Thursday, September 18, 2008

kaydins appt

Well today is the long awaited appt. with the neurologist and i found out finally why he is the way he is he has two of the same cromozones so everything makes sense now and she told me that he might have slight heart issues but we will find out shes having me set up appt. with the oncology, and the cardiology pediatrician so we can get more answers and i have to take him to the hospital for his eeg test on October 6th the Doctor made it clear its important she said she thinks he could possibly being having seizures like i thought cause of his staring off into space . I thanked her and i started to cry a little because i feel like Ive waited it feels like forever to get some kind of answers i kinda felt stupid for crying but i was kinda relieved to finally know whats wrong kev did some research and i guess were lucky to have got kaydin into therapy when we did cause alot of parents didnt have that advantage and there kids situation was worse by not getting the help they needed anyhow here is some info so people can know and i dont have to repeat myself to everyone.

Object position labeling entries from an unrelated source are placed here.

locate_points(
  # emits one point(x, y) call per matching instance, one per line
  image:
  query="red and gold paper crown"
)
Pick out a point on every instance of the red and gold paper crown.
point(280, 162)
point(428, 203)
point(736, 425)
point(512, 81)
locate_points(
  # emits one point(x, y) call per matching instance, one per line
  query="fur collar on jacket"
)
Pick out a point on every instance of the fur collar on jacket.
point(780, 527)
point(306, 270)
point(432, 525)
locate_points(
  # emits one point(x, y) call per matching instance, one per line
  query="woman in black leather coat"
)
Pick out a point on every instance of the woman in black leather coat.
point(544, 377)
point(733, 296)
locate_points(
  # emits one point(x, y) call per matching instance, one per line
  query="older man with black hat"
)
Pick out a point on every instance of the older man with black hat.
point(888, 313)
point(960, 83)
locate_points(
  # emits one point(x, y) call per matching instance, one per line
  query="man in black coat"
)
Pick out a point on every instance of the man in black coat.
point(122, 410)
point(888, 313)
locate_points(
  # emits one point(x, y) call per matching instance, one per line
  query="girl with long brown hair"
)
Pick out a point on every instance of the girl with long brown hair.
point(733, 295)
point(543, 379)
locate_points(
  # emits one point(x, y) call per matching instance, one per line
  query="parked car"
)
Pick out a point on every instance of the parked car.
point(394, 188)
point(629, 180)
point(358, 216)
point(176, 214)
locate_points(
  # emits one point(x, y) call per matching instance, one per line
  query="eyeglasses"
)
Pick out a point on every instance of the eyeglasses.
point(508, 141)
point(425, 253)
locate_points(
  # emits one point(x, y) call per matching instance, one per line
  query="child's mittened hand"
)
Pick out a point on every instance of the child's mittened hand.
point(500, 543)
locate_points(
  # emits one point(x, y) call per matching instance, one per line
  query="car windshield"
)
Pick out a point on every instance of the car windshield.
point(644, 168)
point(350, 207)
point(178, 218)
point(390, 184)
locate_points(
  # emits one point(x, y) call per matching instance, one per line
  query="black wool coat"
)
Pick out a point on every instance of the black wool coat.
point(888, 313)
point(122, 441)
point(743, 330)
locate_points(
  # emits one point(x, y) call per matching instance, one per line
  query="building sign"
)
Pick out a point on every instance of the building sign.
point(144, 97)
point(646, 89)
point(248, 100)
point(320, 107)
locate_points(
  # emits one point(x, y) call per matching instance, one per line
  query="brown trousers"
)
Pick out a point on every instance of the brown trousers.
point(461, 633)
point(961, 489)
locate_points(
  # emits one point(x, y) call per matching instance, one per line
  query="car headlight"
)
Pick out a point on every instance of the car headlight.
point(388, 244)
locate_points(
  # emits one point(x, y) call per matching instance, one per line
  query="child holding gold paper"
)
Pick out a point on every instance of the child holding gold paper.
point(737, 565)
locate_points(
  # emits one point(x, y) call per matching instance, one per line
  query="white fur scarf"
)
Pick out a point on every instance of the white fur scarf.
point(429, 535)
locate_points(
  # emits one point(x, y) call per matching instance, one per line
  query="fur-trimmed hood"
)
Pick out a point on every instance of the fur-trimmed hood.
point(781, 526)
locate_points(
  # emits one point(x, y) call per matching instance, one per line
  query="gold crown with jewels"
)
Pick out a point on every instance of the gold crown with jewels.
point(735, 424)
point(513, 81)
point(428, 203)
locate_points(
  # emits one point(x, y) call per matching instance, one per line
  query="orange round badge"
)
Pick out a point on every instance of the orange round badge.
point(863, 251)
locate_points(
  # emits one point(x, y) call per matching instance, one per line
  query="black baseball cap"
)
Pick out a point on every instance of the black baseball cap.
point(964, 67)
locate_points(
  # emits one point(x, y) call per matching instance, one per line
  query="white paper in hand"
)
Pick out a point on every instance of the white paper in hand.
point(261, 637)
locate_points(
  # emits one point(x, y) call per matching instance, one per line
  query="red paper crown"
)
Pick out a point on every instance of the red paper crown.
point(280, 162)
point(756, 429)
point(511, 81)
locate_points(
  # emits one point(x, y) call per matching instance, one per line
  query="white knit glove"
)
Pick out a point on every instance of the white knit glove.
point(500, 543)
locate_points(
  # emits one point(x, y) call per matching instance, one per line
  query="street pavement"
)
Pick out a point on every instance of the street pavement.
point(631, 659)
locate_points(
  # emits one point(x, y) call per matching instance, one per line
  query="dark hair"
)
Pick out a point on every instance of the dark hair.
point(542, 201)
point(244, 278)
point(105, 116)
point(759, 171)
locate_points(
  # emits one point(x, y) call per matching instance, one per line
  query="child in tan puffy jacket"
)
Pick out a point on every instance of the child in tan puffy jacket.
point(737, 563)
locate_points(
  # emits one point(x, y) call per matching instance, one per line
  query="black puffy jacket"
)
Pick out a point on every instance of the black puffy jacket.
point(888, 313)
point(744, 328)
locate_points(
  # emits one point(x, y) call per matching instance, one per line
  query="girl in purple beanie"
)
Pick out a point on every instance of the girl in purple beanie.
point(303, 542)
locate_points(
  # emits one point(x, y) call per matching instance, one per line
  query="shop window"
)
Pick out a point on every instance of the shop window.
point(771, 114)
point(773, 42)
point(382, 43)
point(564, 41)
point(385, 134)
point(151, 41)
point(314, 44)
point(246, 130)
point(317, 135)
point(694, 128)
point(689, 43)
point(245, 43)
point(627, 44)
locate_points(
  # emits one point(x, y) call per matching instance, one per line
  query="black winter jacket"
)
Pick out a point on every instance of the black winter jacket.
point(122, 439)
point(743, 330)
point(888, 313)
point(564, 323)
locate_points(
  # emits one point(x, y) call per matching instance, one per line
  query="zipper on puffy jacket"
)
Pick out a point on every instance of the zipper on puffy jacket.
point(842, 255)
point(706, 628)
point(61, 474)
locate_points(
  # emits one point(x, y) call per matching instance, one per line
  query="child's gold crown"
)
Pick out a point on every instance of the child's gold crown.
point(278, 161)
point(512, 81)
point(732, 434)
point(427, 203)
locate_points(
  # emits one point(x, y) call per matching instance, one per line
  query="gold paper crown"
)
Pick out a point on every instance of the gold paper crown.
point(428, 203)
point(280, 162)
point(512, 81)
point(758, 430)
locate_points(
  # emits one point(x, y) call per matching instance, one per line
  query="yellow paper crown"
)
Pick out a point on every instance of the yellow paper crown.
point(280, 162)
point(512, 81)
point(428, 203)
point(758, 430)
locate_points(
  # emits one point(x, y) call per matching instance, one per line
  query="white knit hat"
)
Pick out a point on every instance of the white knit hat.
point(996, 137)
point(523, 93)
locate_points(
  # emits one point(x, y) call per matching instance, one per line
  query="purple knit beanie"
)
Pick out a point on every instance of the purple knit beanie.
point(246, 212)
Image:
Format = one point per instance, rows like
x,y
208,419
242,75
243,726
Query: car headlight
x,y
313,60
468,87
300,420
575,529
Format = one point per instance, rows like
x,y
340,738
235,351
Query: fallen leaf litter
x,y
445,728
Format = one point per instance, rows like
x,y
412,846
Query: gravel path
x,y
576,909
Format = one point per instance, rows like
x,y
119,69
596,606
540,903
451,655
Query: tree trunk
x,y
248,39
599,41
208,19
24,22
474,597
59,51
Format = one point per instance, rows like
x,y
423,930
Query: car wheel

Information about the Potocki-Lupski (dup17p11.2) Syndrome
Individuals with the genetic condition designated as dup(17)(p11.2p11.2) (OMIM# 610883), or dup 17p carry extra genetic information (known as a duplication) on the short arm of chromosome 17.
Each cell of the body should have 23 pairs of chromosomes (22 numbered chromosomes and one pair of sex chromosomes; XX for females and XY for males) that contain the complete genetic information (genome) for the individual. When the egg and sperm cells are formed, the pairs of chromosomes are separated in a process called meiosis, so that each egg or sperm contains only one copy of each chromosome. Errors that occur during this process can result in genomic imbalances such as missing or extra genetic material. These imbalances can cause genetic syndromes that are associated with a wide variety of clinical outcomes.
Many genetic syndromes that were first described on the basis of clinical findings were later found to be caused by genomic imbalances. New high-resolution laboratory tests—known as chromosome microarray analysis or CMA can now detect these genomic imbalances even when a particular syndrome is not suspected.
Two distinct conditions result from errors in meiotic recombination involving the short arm of chromosome 17. Smith-Magenis syndrome (SMS – OMIM #182290) is caused by a deletion, or loss of genetic material, on one copy of chromosome 17. This well-known syndrome is associated with developmental delay, mental retardation, congenital anomalies such as heart and kidney defects, and neurobehavioral abnormalities such as severe sleep disturbances and self-injurious behavior.
For every chromosomal deletion, there exists a reciprocal chromosomal duplication. Although the genomic mechanism for the deletion and duplication is the same, the clinical features of individuals are different. These duplication syndromes have their own distinct clinical features and should not be confused with the deletion syndromes.
Duplication of chromosome 17p11.2 – Potocki-Lupski syndrome (PTLS) (OMIM# 610883) is a newly recognized genetic condition with only a few dozen cases reported in the medical literature. Patients who have this duplication often have low muscle tone, poor feeding, and failure to thrive during infancy, and also present with delayed development of motor and verbal milestones. Many individuals who have PTLS have difficulty with articulation and language processing. In addition, patients may have behavioral characteristics similar to those seen in persons with autism or autism-spectrum disorders. Individuals with PTLS may have heart defects and sleep apnea. The facial features observed in PTLS are subtly similar between individuals but are not usually described as abnormal or striking by physicians.
While fewer than 50 persons with duplication 17p11.2 have been described in the medical literature, we know that this duplication is predicted to be observed in at least 1 in 20,000 individuals. Although PTLS is considered a “chromosomal” disorder, diagnosis is often missed on a routine chromosome analysis. Due to technological advances in cytogenetics, specifically the use of array comparative genomic hybridization (aCGH) for genetic diagnosis, microdeletions and microduplications can be detected with equal fidelity. Hundreds of chromosome segments can be analyzed at one time searching for chromosomal imbalances. We anticipate that many more individuals will be diagnosed with dup 17p11.2 as this testing is performed more routinely in persons with developmental delay, mental retardation, and/or autism spectrum disorder.

1 comments:

Jenn said...

That is great that you got some more answers!